Deborah
On January 14, the Bank of Canada (BoC) and the Office of the Superintendent of Financial Institutions (OSFI) released results of a pilot project on climate scenario analysis. In collaboration with six Canadian federally regulated financial institutions, the participants analyzed credit and market risks related to climate transition and the impacts on specific elements of asset portfolios under four different climate scenarios.
The report recognizes two factors influencing the transition to a low-carbon economy
The ambition and timing of global climate policy
The speed of technological change.
For Canada, changes and developments in climate policy may have significant macroeconomic costs.

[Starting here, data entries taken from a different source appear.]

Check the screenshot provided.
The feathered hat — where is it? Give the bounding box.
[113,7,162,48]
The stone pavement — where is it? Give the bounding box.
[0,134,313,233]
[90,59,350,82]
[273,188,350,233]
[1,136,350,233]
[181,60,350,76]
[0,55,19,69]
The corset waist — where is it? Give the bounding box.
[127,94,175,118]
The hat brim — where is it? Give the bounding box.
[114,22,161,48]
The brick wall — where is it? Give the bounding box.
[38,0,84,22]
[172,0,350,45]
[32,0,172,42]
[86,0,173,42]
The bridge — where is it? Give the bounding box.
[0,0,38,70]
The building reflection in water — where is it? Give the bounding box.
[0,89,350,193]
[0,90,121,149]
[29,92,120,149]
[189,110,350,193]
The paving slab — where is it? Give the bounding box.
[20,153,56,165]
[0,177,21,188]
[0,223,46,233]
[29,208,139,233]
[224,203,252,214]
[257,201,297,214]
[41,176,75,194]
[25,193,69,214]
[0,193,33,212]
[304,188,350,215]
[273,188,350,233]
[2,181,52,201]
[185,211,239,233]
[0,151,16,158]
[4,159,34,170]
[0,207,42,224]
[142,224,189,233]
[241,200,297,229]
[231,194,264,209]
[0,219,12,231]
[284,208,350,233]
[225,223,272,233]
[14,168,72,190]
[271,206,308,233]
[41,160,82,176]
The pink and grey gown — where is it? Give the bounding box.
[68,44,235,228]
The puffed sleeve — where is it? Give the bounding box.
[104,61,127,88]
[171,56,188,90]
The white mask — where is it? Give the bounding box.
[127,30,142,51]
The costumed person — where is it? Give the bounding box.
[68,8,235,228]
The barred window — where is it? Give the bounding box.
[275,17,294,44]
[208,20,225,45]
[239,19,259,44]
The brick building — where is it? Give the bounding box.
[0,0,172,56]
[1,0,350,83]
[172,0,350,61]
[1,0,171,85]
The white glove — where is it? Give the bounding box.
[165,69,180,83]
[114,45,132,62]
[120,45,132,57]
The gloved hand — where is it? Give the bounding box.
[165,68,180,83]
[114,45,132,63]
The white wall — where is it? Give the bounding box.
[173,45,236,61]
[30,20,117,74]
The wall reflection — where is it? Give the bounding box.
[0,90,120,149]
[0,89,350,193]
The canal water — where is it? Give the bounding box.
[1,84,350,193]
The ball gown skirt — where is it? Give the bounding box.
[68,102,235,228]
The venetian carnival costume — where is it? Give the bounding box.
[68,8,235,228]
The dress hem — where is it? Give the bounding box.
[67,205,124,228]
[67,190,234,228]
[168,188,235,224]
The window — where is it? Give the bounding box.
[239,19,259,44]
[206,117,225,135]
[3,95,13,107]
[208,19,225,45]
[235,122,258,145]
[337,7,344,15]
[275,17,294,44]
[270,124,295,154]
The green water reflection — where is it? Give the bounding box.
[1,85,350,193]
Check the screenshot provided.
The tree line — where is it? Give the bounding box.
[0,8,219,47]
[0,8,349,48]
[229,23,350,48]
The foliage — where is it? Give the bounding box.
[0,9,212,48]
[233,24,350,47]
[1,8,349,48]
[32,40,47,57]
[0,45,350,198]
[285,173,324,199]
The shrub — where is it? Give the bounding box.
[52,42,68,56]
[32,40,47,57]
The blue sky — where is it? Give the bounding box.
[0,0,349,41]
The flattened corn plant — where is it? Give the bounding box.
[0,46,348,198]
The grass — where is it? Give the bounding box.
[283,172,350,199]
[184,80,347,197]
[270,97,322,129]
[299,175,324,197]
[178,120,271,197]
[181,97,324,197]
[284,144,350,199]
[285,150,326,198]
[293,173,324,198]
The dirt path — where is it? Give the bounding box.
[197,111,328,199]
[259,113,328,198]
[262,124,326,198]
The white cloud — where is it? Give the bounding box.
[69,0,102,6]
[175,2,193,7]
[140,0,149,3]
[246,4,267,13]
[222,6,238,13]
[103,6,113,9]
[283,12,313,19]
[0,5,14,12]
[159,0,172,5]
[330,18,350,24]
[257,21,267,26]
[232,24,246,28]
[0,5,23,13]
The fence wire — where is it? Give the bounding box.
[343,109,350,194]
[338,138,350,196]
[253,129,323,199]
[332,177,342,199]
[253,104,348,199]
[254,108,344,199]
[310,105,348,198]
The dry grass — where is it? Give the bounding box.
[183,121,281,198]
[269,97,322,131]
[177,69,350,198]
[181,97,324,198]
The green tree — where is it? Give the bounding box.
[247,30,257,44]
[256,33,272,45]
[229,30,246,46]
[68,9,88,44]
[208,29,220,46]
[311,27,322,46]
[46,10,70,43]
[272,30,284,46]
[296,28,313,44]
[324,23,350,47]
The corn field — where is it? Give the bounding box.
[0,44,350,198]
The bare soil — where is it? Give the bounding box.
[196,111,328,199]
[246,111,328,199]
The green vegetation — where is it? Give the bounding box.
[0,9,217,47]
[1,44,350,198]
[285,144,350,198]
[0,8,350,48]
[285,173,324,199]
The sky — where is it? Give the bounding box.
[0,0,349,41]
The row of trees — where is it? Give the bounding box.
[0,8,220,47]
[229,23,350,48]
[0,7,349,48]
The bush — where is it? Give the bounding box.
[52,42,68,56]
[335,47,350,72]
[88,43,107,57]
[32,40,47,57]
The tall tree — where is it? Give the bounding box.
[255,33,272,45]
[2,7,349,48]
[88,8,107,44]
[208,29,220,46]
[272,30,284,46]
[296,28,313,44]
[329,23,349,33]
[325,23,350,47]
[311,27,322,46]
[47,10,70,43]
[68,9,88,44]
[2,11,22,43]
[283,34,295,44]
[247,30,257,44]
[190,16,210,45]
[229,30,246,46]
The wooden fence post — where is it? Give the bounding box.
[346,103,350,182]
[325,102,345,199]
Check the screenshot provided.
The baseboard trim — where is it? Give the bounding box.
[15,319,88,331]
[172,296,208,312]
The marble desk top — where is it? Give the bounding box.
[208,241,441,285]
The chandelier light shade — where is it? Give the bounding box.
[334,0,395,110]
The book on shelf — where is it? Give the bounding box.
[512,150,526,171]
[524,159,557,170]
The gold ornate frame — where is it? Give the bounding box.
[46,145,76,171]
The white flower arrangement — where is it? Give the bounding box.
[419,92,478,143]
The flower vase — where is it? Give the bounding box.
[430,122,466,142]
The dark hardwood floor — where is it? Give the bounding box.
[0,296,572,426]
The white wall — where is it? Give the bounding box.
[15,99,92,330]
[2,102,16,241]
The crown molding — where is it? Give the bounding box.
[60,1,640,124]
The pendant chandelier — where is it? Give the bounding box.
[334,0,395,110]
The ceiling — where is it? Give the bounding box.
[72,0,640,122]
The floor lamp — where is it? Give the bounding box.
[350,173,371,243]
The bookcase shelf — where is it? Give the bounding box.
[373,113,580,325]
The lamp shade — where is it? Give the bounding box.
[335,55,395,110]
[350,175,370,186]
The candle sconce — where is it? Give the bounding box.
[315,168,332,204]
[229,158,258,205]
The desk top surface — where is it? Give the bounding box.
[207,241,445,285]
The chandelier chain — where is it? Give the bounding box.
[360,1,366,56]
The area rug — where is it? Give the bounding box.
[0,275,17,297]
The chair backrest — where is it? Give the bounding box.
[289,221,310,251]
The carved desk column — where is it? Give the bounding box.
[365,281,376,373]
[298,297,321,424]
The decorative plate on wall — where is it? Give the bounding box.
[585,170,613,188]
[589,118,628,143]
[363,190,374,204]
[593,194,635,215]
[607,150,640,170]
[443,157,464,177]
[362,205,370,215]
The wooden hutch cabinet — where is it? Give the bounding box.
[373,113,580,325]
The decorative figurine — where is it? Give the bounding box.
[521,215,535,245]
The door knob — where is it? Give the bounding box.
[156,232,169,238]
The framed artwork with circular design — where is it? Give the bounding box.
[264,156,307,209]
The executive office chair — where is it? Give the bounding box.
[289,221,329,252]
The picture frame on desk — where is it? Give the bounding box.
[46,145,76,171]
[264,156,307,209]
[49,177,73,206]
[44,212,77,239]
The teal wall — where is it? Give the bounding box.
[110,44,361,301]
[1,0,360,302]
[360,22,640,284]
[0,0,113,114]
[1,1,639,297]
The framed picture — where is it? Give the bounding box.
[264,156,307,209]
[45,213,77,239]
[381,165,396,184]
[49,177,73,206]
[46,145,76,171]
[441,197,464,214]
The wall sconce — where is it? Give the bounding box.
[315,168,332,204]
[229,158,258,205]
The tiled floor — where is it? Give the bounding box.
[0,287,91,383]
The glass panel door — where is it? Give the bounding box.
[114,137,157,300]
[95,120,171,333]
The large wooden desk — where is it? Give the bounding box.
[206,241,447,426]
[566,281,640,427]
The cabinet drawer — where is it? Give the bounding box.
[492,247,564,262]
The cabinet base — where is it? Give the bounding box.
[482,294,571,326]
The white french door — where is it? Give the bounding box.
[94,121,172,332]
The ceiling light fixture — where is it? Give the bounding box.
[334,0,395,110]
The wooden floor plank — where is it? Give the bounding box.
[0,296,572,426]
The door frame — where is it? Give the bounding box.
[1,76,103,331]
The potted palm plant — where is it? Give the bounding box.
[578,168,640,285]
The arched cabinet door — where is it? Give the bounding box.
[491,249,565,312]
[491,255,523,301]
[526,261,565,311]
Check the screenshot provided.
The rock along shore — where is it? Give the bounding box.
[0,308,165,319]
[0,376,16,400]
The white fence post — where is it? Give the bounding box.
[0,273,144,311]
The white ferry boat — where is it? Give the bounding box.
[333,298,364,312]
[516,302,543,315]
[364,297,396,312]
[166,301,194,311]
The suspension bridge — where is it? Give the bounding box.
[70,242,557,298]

The various outputs of these scenarios were mapped to risk factor pathways that reflect financial impacts from changes in direct emissions costs, indirect costs, capital expenditures and revenues. At the macroeconomic level, changes in earnings and expenses could affect debt repayment capacity, collateral of borrowers, increase credit risk and market losses, ultimately impacting the stability, safety and soundness of financial institutions.
In the survey of the pilot participants, “integrating climate change has become a key element of strategies and investment decisions.” Overall, the participants have established governance and risk management frameworks and processes. Moreover, they are adapting business models to the changing climate and related risks and recognize the need for more robust reporting and disclosure practices.